La politica di Trump sarà più protezionista non c’è dubbio, ma non fino al punto di danneggiare gli interessi delle multinazionali a stelle e strisce che producono all’estero una fetta sempre maggiore di ricchezza. Sarà più isolazionista? Anche, ma bisogna tener conto che già Barack Obama ha scelto di tirare i remi in barca, sotto la bandiera del soft power. Lo si è visto con la Siria. L’esportazione della democrazia è una fase finita.

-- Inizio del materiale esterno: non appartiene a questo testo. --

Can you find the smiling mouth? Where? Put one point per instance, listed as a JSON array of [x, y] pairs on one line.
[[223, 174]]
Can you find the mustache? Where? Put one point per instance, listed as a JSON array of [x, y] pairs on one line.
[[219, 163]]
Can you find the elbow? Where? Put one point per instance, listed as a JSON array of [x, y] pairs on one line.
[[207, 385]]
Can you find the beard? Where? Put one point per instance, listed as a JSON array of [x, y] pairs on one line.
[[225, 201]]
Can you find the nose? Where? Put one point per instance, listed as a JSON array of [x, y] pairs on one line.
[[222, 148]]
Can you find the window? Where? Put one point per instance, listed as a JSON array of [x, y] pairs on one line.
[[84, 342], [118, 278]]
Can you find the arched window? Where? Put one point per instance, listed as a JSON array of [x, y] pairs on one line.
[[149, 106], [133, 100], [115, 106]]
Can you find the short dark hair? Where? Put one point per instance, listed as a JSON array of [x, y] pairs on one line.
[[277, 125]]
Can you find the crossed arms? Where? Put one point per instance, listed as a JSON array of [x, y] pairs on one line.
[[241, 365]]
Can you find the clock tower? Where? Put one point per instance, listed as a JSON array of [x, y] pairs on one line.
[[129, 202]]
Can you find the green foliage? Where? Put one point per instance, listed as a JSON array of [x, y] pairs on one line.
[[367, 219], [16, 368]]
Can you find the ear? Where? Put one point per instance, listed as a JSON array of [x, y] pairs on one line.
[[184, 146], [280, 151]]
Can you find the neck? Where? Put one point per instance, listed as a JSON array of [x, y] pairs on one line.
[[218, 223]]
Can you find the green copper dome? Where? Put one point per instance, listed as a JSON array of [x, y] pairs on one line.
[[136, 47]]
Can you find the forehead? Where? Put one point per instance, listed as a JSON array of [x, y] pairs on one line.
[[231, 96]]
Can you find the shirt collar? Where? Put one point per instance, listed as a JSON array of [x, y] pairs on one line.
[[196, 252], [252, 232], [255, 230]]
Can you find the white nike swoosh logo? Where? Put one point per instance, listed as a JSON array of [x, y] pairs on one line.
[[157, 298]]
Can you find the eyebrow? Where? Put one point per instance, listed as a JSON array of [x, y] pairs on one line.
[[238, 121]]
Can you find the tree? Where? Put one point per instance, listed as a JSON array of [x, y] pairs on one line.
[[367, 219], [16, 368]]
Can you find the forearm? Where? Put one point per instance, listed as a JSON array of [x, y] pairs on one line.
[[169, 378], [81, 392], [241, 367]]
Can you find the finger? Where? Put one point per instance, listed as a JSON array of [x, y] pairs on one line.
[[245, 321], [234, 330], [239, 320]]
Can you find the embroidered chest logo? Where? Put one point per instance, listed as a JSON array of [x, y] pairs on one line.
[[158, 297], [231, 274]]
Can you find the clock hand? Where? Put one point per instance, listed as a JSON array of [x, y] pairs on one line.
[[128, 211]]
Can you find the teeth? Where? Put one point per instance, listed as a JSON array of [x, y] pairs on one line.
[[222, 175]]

Tuttavia lo slogan America First non è affatto vuoto. Significa che Washington baderà a quelli che considera i propri interessi di breve periodo. Nel Medio Oriente non si sa se sarà più filo-saudita e cosa accadrà con l’Iran. In teoria dovrebbe essere più filo-israeliano, ma non ha ancora chiarito la sua posizione. E’ stato cristallino, invece, a proposito dell’Europa: dovrà pagare caro se vuol farsi difendere. E questo in fondo lo pensano tutti gli americani, Hillary compresa. Ciò spingerà i Paesi europei a realizzare finalmente una difesa comune? Bisognerebbe moltiplicare enormemente le spese militari rispetto al prodotto lordo. Inoltre la sicurezza europea non esiste fuori dalla Nato. Nel caso in cui peggiorasse la crisi con la Russia, anche Trump sarebbe costretto a mettere in campo l’Alleanza atlantica. Per tutto il resto, l’Europa dovrà cavarsela da sola. Alla prossima crisi dell’euro il Trump presidente non muoverà un dito per salvare la Grecia o l’Italia. Per questo gli euroscettici di destra votano The Donald. Trascinando con sé di fatto anche quelli di sinistra.